Yeh’s retelling is fictionalized but includes some of the young artist’s real-life supporters as characters: Wolf Von Eckardt (Robert Meksin), an architecture critic who defends her in the press, and Hideo Sasaki (Glenn Kubota), a Japanese American architect, interned during World War II, who becomes a mentor to Maya, particularly after detractors start attacking her race (Ross Perot, a donor on the project, once called Lin an “egg roll”).

In “Memorial,” Maya’s opposition takes the form of Colonel Becker (James Patrick Nelson), who spearheads funding for the project but eventually turns against her, and whom Yeh notes is an amalgam of veterans with objections to Lin’s design. Becker asks about Maya’s background upfront, ostensibly to ensure she can withstand national scrutiny. Though she tells him her parents fled Communist China and have no affiliation to the party, her heritage nonetheless becomes a target for racist backlash.

Yeh imagines Maya as a headstrong idealist, committed above all to the purity of her design. And Angel Lin’s assured and anchoring performance toes a delicate line, presenting Maya as neither a babe in the woods nor a wunderkind fully prepared for the magnitude of her mission. There’s admirable strength to Maya’s convictions, and philosophical intrigue to her aesthetic arguments. But while the colonel’s side of their conflict is rooted in trauma and memory, Maya’s is purely theoretical. (It’s Maya’s mother, played by a wonderfully flinty Rachel Lu, whose back story illustrates the idea that a memorial ought to feel inclusive, recalling her sister’s — Maya’s aunt’s — design for a shrine to Communist China.)

That Maya’s argument for her blueprint is conceptual instead of personal can make her seem as if she’s no more than the sum of her artistic principles, and less sympathetic than the colonel in making her case.

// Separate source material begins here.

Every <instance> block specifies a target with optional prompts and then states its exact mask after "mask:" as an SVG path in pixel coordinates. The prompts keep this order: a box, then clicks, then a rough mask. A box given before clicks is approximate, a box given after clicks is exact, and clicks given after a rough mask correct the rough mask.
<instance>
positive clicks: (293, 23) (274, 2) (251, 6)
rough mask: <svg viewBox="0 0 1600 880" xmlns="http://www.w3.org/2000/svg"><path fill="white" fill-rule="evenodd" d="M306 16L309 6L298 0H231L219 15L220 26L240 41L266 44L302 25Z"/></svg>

Nor is there much talk of the social or political debates over the Vietnam War itself, which might have helped trace a throughline to the present, when U.S. military operations are more often addressed in public discourse with the kind of moral ambiguity Lin’s design confronts. Still, Yeh covers an extraordinary amount of ground in the 95-minute show, and has a draftsman’s keen eye for concision.

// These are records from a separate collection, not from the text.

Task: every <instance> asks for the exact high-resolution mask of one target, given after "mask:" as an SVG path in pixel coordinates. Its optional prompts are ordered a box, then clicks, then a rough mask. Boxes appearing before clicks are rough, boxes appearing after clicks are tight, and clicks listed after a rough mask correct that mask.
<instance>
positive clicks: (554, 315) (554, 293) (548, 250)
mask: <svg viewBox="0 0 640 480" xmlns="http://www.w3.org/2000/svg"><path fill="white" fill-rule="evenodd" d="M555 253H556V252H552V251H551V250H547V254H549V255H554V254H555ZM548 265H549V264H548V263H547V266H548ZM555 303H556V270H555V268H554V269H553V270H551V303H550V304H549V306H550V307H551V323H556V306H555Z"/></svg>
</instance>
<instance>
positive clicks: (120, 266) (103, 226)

The director Jeff Liu’s graceful staging, for the Pan Asian Repertory Theater, reflects Yeh’s focus on the rich potential of quietly expressive architecture. The sloped white panels of Sheryl Liu’s set suggest both a venerated graveyard and a row of blank canvases, and serve as a backdrop for evocative projections by Gregory Casparian and lighting by Victor En Yu Tan. The production’s attention to detail, including the impressively subtle 1980s costumes by Karen Boyer and scene-setting sound by Da Xu, lend texture and dimension to the largely process-driven plot.

How a country chooses to remember is a clear indication of its values. So what does it say that Lin’s distinctly American success story isn’t more widely known? “Memorial” does for Lin’s legacy what she has striven to do in her work — invite people to consider uncomfortable truths.

Memorial
Through Feb. 19 at A.R.T./New York Theaters, Manhattan; panasianrep.org. Running time: 1 hour 35 minutes.